By works done through love, those works are understood which man performs through the love of God, when God gives him an instinctive desire to work for the benefit of himself or his neighbor; in this first state of love, God causes man to undertake many and various useful and necessary works, which he performs with a pious intention. The works of the second state of love are done in God; these are such as are done with no view either to the advantage of one’s self or of one’s neighbor, but rest in God, with no motive in him who does them. Here man perseveres in good works through the habits of virtue which he has formed, although God has deprived him of that share in them which gave him aid and pleasure. This work is more perfect than the other, for in that there were many motives which nourished both soul and body. The works done by love are more perfect than the other two, because man has no part whatever in them; love has so subdued and conquered him that he finds himself drowned in the sea of love, and knows not where he is, but is lost in himself and left without the power to act. In this case it is love itself which works in man, and its works are works of perfection, inasmuch as they are not wrought by human power, and are works of sanctifying grace, and God accepts them all.

This sweet and pure love takes possession of man, absorbs him and deprives him of himself. It keeps possession of him and continually works within him, solely for his benefit and advantage, and without any thought or care on his part.

O love, what a sweet companion and faithful guide art thou! Neither speech nor thought can do justice to thy excellence. Blessed is the heart possessed and occupied by thee. Love makes men just, simple, pure, rich, wise, and contented, and with its sweetness lessens every grief.

O love, all that is done through thee is done with ease, with gladness and goodwill; and though the toil be great, thy sweetness tempers every trial. Oh, the torment of working without love! It is beyond belief. Love gives a sweet flavor to every viand. if it is bad it makes it good, and if good it makes it better. According to the grade and the capacity of the subject, God infuses love into the heart of man.

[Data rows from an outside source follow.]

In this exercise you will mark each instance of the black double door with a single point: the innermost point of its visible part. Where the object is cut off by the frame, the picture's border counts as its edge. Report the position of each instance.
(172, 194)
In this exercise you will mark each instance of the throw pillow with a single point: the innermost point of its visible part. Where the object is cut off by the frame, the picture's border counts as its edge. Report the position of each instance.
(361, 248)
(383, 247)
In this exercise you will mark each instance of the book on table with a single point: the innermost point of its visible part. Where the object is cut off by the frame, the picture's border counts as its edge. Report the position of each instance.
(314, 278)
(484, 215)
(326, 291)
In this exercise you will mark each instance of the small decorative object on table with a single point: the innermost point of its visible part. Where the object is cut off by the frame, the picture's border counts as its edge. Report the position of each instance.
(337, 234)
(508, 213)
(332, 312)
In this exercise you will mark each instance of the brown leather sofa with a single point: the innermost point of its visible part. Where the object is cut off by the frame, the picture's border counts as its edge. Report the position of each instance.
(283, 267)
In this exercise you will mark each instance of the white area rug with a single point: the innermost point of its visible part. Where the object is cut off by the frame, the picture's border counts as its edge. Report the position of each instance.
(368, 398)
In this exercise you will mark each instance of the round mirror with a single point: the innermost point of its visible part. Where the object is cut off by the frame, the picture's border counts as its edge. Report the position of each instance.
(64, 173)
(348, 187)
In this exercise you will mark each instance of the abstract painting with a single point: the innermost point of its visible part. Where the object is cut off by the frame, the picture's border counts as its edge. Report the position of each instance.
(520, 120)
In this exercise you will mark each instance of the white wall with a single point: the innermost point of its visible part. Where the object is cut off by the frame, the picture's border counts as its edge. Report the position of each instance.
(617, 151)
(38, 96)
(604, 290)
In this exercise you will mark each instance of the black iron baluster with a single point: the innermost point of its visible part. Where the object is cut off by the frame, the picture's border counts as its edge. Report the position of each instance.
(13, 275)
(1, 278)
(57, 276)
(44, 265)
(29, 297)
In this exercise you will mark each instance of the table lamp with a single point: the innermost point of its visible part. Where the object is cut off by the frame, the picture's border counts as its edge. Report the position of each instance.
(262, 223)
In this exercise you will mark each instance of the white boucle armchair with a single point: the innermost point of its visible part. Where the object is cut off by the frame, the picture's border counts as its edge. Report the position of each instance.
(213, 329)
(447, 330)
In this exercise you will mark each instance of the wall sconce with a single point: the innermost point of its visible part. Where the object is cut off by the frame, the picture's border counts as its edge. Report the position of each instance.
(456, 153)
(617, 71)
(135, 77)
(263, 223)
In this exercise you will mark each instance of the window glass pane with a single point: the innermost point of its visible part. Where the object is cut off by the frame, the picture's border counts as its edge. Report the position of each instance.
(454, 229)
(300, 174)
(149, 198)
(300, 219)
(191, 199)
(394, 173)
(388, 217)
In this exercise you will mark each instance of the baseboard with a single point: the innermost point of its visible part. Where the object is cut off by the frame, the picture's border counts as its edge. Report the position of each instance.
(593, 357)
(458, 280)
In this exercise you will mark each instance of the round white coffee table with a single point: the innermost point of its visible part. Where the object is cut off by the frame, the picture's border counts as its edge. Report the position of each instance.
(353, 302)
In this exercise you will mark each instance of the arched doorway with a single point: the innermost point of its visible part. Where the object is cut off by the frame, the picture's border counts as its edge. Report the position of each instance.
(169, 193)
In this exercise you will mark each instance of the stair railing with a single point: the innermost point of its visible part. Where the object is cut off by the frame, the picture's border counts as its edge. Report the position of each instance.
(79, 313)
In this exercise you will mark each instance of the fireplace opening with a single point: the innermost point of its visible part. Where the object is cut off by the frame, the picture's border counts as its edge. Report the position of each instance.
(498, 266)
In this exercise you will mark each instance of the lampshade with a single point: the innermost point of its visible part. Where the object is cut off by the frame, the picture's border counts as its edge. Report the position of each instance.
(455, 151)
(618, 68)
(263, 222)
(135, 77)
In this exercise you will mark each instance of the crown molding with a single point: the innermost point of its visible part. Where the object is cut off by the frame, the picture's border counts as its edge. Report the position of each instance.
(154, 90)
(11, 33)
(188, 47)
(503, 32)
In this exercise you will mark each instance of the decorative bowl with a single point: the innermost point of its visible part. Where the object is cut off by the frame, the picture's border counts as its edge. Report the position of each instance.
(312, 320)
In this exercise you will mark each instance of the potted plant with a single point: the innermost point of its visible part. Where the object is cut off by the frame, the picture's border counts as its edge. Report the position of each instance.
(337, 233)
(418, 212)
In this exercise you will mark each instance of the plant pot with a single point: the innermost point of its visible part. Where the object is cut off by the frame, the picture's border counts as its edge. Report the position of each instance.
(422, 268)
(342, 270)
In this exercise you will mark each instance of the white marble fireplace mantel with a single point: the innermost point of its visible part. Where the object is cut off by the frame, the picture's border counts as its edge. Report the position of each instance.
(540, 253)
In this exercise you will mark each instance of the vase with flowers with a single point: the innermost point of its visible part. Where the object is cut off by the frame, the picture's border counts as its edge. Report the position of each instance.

Oh, how sweet a thing it would be to speak of this love, if fitting words were found to express the delight with which it fills the heart. But because the Soul is immortal, and capable of greater love than it can feel in this life, on account of the weakness of the body, which does not allow the Soul to support all that it desires, it remains ever craving, and in this life can never be fully satisfied.

O love, thou fillest the heart, but thou art so great that it cannot contain thee; it remains filled but not satisfied: by the road of his heart thou takest possession of the entire man and permittest none but thyself to find entrance; with a strong bond thou bindest all the facilities of soul and body. O sweet servitude of love, which gives man freedom and contentment in this life, and eternal blessedness in the other!

O love, thy bonds are so sweet and so strong that they bind angels and saints together, and so firm and close that they are never broken; men who are bound by this chain are so united that they have but one will and one aim, and all things among them are in common, both temporal and spiritual. In this union there is no difference between rich, and poor, between nation and nation; all contradiction is excluded, for by this love crooked things are made straight and difficulties reconciled.